The Sandwich architecture composes three distinct components (speech-to-text, text-based agent, text-to-speech) balancing performance, controllability, and modern model capabilities. Speech-to-speech uses multimodal models processing audio input and generating audio output natively without intermediate text representation. Trade-offs include latency (300-500ms for Sandwich vs potential sub-200ms for speech-to-speech), customization (high modularity vs limited provider choice), and cost (pay-per-component vs bundled pricing).

Vapi's strength: Plug in preferred STT, LLM, and TTS providers and control every part of the request-response cycle through modular Sandwich architecture.

Sandwich Architecture Explained

Three-Layer Composition

Layer 1 - Speech-to-Text (STT):

  • Input: User's spoken audio
  • Process: Convert audio waveform to text transcription
  • Output: Transcribed text string
  • Providers: Deepgram, AssemblyAI, OpenAI Whisper, Google STT
  • Latency: 200-600ms depending on provider

Layer 2 - Language Model (LLM):

  • Input: Transcribed text from STT layer
  • Process: Understand intent, maintain context, generate response
  • Output: Text response
  • Providers: OpenAI GPT-4/GPT-3.5, Anthropic Claude, Google Gemini
  • Latency: 200-800ms depending on model and prompt

Layer 3 - Text-to-Speech (TTS):

  • Input: LLM's text response
  • Process: Synthesize natural-sounding speech audio
  • Output: Audio waveform
  • Providers: ElevenLabs, PlayHT, OpenAI TTS, Amazon Polly
  • Latency: 150-400ms depending on voice

Why "Sandwich"?

The language model is "sandwiched" between two modality conversion layers (audio→text, text→audio). This separates conversational logic from speech processing.

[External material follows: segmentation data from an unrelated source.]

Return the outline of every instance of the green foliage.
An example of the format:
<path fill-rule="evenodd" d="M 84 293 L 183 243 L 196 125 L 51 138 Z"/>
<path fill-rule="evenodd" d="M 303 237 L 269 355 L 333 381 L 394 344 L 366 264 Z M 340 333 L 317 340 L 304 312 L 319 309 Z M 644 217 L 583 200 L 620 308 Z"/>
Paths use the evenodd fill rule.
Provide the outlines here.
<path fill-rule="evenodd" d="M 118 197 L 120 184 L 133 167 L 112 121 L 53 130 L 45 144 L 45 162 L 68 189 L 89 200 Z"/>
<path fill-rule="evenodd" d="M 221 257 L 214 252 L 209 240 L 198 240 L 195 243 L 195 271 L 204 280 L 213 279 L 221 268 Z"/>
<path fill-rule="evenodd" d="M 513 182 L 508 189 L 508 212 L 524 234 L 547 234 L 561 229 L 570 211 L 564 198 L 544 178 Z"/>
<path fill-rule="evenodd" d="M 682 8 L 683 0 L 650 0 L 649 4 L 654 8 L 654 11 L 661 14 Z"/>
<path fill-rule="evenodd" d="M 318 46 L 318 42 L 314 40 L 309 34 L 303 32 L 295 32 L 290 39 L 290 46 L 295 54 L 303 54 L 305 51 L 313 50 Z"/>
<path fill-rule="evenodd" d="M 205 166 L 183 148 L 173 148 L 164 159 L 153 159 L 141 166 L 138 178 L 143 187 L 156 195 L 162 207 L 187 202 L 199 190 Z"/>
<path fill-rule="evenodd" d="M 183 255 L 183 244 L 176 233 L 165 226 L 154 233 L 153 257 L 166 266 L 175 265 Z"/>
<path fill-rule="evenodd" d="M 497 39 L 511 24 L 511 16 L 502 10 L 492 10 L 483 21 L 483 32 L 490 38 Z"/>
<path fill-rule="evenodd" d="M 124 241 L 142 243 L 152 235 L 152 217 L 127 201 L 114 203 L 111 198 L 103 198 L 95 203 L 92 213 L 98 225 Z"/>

Sequential vs Streaming Processing

Sequential (slow):

  1. Wait for user to finish speaking completely
  2. Wait for complete STT transcription
  3. Wait for complete LLM response generation
  4. Wait for complete TTS synthesis
  5. Play audio Total: 300ms + 500ms + 300ms = 1100ms

Streaming (fast):

  1. STT streams partial transcription as user speaks
  2. LLM begins generating from partial transcript
  3. TTS synthesizes first tokens while LLM continues
  4. Audio plays immediately Total: 500-700ms through overlap

Vapi implementation: Streams between every layer achieving 500-700ms voice-to-voice latency.